The strike is a means to an end

Even a supposed attempt “to get to the truth” about Covid becomes a convenient diversion from the reality of the failing economy. Not that it is so easy for the government to cover it up. The cost of living crisis - and both its symptom and cause, i.e., inflation - is worse here in Britain for good reason.

    Not only is this the oldest capitalist country in the world and also the most decrepit, but the one thing that helped the economy limp along in slightly better shape was its membership of the EU. And this was junked by the Brexiteers, who, in their contest with far-right UKIP, stirred up to new levels, anti-migrant and xenophobic prejudice. And that prejudice is now served up daily by the government in its campaign against “small boats”.

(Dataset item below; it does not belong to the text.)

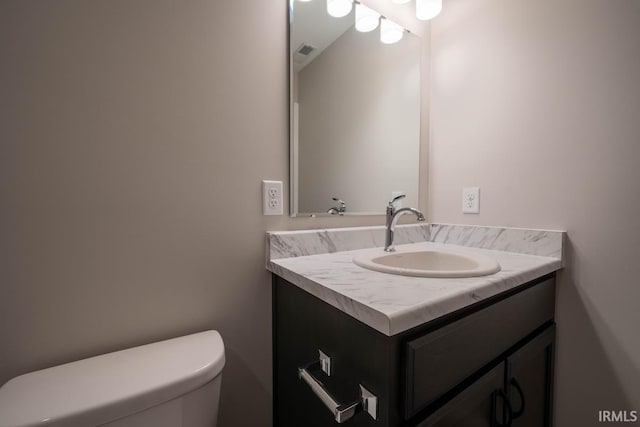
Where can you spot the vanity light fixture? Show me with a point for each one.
(390, 32)
(339, 8)
(366, 18)
(428, 9)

    Yes, even if the number of refugees who land in Britain after a risky crossing is relatively few - not just compared to the 108.4m displaced people across the world, but also compared with Britain’s capacity to absorb them and the dire need to reinvigorate the shrunken and aging workforce.

    Sunak may well dismiss the questions which the Covid Enquiry throws up for his government. He may even dismiss the deleterious economic effects of Brexit or the lack of success of his “small boats” policy. But what remains - and this he cannot dismiss - are the strikes which the working class - including junior doctors who worked tirelessly throughout the Covid pandemic - has mounted against the cut in real wages and the attacks on working conditions and jobs which his government and the capitalist class behind it, are responsible for.

    Striking today remains the only means available for our class to call them to account. It remains the only way to make them - instead of us - pay for the crisis. And it’s also the first step towards change - building a new system which has as its goal not profit, but the fulfilling of human need.